The “God Agent” is tempting: one agent, every tool, every instruction, every document, every responsibility.

It works until it does not. Then it is hard to understand the failure. Was the prompt unclear? Was the wrong tool available? Did an old decision stay in the conversation? Did retrieval bring the wrong document? You do not know.

Sub-agents help because they keep the main agent smaller. The main agent can route the work. A documentation agent can read Confluence or internal docs. A CI agent can inspect logs. A security agent can review risky changes. Each one gets the context and tools for its job, not the whole company.

Main agentCode agentDocs agentCI agentSecurity agentRelease agent

The main agent should route work. It should not carry every tool and every document all the time.

I do not think every team needs a complicated multi-agent architecture. The simple version is already useful: keep the coding agent focused, and call a specialist when the task needs different knowledge or different tools.

Spec-driven development

Many AI coding failures are not syntax failures. They are task definition failures.

The agent was asked to “build the feature,” but the feature was not really defined. Scope was unclear. Constraints were missing. The expected behavior was half in someone’s head. The verification path was not written down.

Spec-driven development sounds heavier than it needs to be. For a lot of work, it can be a short plan.md and a todo.md.

I like this flow:

idea -> plan.md -> todo.md -> implementation -> tests -> review

The plan explains what should change and why. The todo breaks the work into small steps. The agent updates the list as it works. This is slower than a one-shot prompt, but the work becomes much easier to review.

Agentic knowledge

The next problem is knowledge. Not public knowledge, because the model has a lot of that already. The hard part is company knowledge.
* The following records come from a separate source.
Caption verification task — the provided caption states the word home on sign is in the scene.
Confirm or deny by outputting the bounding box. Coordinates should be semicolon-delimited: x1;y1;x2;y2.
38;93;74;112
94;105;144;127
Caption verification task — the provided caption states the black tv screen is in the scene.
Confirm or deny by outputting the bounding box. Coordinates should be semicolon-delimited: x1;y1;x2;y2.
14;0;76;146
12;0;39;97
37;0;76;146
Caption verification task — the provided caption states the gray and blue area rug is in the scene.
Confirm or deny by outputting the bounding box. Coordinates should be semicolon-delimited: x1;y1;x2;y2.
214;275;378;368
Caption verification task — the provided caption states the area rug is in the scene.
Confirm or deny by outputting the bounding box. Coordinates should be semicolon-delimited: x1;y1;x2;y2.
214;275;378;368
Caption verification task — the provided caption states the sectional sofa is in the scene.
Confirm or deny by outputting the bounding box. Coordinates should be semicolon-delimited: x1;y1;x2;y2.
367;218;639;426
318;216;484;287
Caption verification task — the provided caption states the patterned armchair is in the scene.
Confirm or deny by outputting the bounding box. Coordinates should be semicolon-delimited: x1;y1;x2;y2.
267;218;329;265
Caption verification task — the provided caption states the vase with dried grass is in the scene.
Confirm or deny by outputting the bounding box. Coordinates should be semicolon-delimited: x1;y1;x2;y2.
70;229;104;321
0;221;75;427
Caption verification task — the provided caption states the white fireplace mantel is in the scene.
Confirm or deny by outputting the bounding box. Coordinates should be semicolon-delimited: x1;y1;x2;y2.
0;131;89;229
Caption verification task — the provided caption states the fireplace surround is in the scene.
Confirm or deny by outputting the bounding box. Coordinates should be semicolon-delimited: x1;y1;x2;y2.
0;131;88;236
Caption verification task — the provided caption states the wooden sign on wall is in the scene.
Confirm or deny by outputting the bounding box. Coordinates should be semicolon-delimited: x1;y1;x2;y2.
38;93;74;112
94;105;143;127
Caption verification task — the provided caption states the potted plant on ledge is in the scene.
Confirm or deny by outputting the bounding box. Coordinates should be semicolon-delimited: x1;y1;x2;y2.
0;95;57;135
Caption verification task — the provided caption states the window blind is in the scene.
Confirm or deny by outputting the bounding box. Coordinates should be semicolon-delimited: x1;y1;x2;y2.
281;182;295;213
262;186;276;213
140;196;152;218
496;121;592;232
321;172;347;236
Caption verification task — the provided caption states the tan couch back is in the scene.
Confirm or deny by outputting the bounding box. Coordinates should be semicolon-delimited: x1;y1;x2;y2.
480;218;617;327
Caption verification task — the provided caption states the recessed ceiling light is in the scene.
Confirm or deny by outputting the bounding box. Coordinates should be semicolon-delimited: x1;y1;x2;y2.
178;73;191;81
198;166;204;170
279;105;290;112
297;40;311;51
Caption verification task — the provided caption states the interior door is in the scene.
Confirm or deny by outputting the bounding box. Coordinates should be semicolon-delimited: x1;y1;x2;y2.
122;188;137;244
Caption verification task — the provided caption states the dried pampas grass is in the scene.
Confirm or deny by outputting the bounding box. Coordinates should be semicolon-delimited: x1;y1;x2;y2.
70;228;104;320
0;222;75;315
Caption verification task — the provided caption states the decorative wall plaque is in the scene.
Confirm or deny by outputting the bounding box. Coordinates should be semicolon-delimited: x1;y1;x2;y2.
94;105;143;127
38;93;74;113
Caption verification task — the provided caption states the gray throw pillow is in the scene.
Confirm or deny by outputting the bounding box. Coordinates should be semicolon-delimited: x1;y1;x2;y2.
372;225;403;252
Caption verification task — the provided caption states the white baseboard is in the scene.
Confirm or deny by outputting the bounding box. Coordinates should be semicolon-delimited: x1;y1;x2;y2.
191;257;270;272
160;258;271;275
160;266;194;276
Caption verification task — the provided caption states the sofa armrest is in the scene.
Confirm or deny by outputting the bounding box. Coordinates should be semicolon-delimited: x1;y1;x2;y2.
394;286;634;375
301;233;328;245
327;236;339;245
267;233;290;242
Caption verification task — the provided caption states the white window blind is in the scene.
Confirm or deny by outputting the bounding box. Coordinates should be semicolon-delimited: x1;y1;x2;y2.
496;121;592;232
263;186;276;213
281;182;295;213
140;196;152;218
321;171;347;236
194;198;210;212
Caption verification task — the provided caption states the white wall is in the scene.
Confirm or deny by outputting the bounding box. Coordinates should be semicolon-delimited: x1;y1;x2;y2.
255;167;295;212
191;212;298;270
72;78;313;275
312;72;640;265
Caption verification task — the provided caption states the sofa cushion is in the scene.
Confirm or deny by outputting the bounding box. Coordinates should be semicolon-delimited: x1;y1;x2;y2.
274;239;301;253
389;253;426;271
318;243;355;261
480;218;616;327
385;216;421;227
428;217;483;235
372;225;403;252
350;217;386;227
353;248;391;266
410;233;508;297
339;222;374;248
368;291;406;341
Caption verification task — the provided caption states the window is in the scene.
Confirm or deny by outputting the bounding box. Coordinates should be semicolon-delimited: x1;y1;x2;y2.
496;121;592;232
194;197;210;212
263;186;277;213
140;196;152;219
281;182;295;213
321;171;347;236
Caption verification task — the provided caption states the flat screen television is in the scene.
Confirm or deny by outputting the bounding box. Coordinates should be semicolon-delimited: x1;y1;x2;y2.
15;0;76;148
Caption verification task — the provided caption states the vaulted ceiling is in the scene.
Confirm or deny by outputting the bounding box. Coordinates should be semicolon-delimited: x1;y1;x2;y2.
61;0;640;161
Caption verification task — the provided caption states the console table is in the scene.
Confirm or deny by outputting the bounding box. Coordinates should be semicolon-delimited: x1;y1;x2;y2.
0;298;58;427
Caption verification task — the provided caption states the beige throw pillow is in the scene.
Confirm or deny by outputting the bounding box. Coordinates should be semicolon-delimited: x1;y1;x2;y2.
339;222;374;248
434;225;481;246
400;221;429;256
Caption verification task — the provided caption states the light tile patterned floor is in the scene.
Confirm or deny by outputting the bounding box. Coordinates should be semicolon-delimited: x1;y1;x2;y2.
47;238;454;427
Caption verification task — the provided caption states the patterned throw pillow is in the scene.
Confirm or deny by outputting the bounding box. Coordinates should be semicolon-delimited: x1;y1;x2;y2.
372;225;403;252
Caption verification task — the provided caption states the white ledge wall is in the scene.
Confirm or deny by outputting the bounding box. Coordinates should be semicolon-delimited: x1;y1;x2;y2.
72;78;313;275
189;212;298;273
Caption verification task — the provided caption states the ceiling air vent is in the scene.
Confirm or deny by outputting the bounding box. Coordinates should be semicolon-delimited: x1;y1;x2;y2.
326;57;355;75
Agents need to know which service owns a concept, which integration is fragile, which document is still true, which one everyone ignores, which compliance rule changes the implementation, and which customer behavior matters.

If that knowledge is not available, the model will invent a reasonable-looking version of reality. That is worse than an obvious failure.

The simple version is to keep specific docs close to the work: domain rules, architecture notes, testing strategy, API contracts, release process, known pitfalls. Short and current beats long and stale.

The more advanced version is a domain knowledge sub-agent. Its job is not to write code. Its job is to fetch the right internal knowledge and return a short answer with sources.

Skills are the same idea applied to workflows. When I notice that I give the same instruction again and again, that is a good candidate for a skill: when to use it, what to inspect, what tools to call, what output to produce, and how to verify it.

I would not start by downloading a library of generic skills and hoping it fits. Do the work manually with an agent a few times. See where it misunderstands you. See which examples help. Then turn that repeated pattern into a skill.

The engineer still owns the work

This is the line I want to keep clear.

The model can generate code, inspect a repo, call tools, and run checks. That is very powerful. But the engineer still owns the product judgment, the risk, the review, and the decision to ship.

Vibe coding is a good way to explore. Agentic engineering is what starts when you want the work to be repeatable, reviewable, and safe enough to use in real systems.